Is $A$ invertible if $ABAB^2 = I$? 
Q: Have two matrices of order $5$, $A$ and $B$. If $ABAB^2 = I$, is $A$ invertible? A: Yes, the inverse of $A$ would be $BAB^2$


My definition of an inverse matrix is:
For some matrix $X$, its inverse $X^{-1}$ (if it exists) is one such that
$$XX^{-1} = X^{-1}X = I$$
In that case, looking at the question above, there's something that I don't quite get:
Since $ABAB^2 = I$, we know that $A(BAB^2) = I$, which means that $(BAB^2)$ is the inverse of $A$ from the right.

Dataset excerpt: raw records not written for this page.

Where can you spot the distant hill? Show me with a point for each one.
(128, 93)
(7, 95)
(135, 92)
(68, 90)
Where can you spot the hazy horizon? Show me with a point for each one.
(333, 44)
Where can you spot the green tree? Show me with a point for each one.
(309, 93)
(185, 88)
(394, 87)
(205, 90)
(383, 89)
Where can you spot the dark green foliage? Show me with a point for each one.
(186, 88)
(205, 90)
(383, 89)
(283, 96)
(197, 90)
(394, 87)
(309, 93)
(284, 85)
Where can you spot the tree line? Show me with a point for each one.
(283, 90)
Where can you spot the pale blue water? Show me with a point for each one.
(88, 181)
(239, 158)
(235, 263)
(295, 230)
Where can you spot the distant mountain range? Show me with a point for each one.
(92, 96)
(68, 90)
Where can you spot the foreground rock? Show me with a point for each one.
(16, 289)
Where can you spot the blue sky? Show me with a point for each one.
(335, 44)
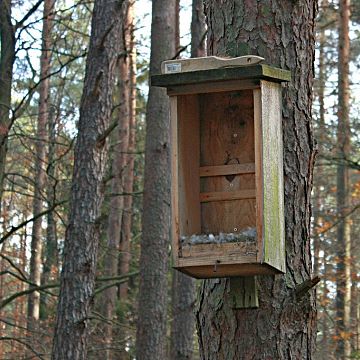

However, don't we also have to prove that it is from the left as well since matrix product is NOT commutative? That is, $(BAB^2)A = I$? Otherwise, $(BAB^2)$ would not necessarily be $A$'s inverse.
A: There is a theorem that says that if $D$ and $E$ are two square matrices of the same size such that $DE = I$, then automatically $ED = I$. Thus an inverse on the right is always an inverse.
This is a major theorem in linear algebra, that will usually be taught in any introductory class. For the reasons you mentioned (non-commutativity), it is not initially clear why it should be true.
A: This is indeed an important observation. However, there is a theorem which states that for every two square matrices of the same dimension, $A,B$, if $AB=I$ then also $BA=I$.